Overview: We are seeking an experienced SRE to engineer the reliability of our Platform API. You will work closely with DevOps on infrastructure and observability, while partnering with backend engineers to build reliability into our services from the ground up. You will combine deep knowledge of distributed systems with hands-on Go coding skills to define SLOs, lead incident response, build automation, and embed resilience patterns directly into our codebase.
Responsibilities
- Act as Incident Commander during major severity incidents affecting payments, trading, or compliance systems: coordinate cross-functional response, provide clear status updates, and drive post-mortems.
- Design and implement observability strategies using Grafana, Sentry, and CloudWatch. Instrument Go services to expose high-cardinality metrics and distributed traces. Collaboratively define, measure, and defend Service Level Objectives (SLOs) and Error Budgets with product and engineering teams.
- Write production-ready code to build internal tooling, automation platforms, and self-healing mechanisms that eliminate manual operator intervention. Contribute reliability patterns (circuit breakers, retries, backpressure) directly to backend services.
- Partner with backend engineering teams during the design phase to ensure new services are built with reliability, scalability, and observability patterns from day one.
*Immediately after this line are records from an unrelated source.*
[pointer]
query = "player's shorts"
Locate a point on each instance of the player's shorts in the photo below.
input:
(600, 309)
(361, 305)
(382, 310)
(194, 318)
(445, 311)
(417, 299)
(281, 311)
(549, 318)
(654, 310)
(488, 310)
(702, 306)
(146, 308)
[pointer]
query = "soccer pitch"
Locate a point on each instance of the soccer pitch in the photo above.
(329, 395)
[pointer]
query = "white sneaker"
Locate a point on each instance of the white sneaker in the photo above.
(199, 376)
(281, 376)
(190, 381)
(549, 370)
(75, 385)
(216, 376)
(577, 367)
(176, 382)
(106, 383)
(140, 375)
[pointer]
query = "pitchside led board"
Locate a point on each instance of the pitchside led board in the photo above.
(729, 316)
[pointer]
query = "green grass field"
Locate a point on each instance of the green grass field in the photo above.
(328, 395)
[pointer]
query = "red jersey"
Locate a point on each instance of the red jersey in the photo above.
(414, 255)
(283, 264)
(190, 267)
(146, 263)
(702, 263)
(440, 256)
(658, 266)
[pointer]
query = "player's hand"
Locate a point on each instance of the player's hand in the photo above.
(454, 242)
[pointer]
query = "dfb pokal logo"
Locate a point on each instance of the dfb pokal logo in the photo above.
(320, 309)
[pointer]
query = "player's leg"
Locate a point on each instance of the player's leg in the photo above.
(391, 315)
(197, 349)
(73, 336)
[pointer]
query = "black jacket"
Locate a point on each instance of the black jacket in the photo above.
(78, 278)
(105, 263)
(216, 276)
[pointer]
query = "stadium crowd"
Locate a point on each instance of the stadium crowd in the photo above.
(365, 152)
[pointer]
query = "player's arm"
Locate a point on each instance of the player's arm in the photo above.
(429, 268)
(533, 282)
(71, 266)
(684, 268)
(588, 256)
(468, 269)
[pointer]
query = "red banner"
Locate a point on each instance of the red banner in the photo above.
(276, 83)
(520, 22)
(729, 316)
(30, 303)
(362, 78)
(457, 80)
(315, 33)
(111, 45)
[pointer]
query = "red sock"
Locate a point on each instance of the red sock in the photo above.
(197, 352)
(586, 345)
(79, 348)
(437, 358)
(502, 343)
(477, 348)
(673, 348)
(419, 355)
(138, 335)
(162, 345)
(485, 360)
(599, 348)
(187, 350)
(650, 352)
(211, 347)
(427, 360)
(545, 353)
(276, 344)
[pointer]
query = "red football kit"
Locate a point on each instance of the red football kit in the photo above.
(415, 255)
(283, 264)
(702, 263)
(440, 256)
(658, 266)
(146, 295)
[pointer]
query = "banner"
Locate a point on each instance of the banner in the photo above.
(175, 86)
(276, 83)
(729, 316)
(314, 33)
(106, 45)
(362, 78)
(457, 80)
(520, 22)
- Analyze system performance and traffic patterns to model future capacity needs. Conduct load testing and chaos engineering experiments to verify system resilience under failure conditions, particularly for financial transactions and compliance workflows
Must Have
- Minimum of 4 years of experience in SRE or Backend Engineering with good proficiency in Go. You can read, write, and review production Go code, not just deploy it.
- Deep understanding of distributed systems architecture and design patterns. Strong command of microservices fundamentals, event-driven architectures, and the underlying principles required to build systems that scale.
- Hands-on experience with AWS (ECS, RDS, CloudWatch, Lambda) or GCP, and infrastructure as code. Proficiency in running production workloads and troubleshooting infrastructure issues.
- Experience designing and implementing observability strategies using Prometheus, Grafana, OpenTelemetry, or similar tools. Ability to instrument code for proper monitoring and alerting
- Familiarity with operating and tuning production data stores (PostgreSQL, ClickHouse) and streaming platforms (RabbitMQ, Kafka) in high-throughput environments.
Nice to Have
- Fintech bonus: Understanding of financial systems reliability requirements, payment processing resilience patterns, or experience with compliance/regulatory
- Go bonus: Proficiency in Go is a significant advantage. Our backend services are written in Go, and the ability to read, write, and contribute reliability patterns directly to production Go code will enable deeper collaboration with engineering teams and faster impact on system resilience.
What We Offer
- Progressive hybrid work policy.
- Competitive salary.
- Learning and development plan.
- Health insurance & pension.
- Work tools and gadget that works for you.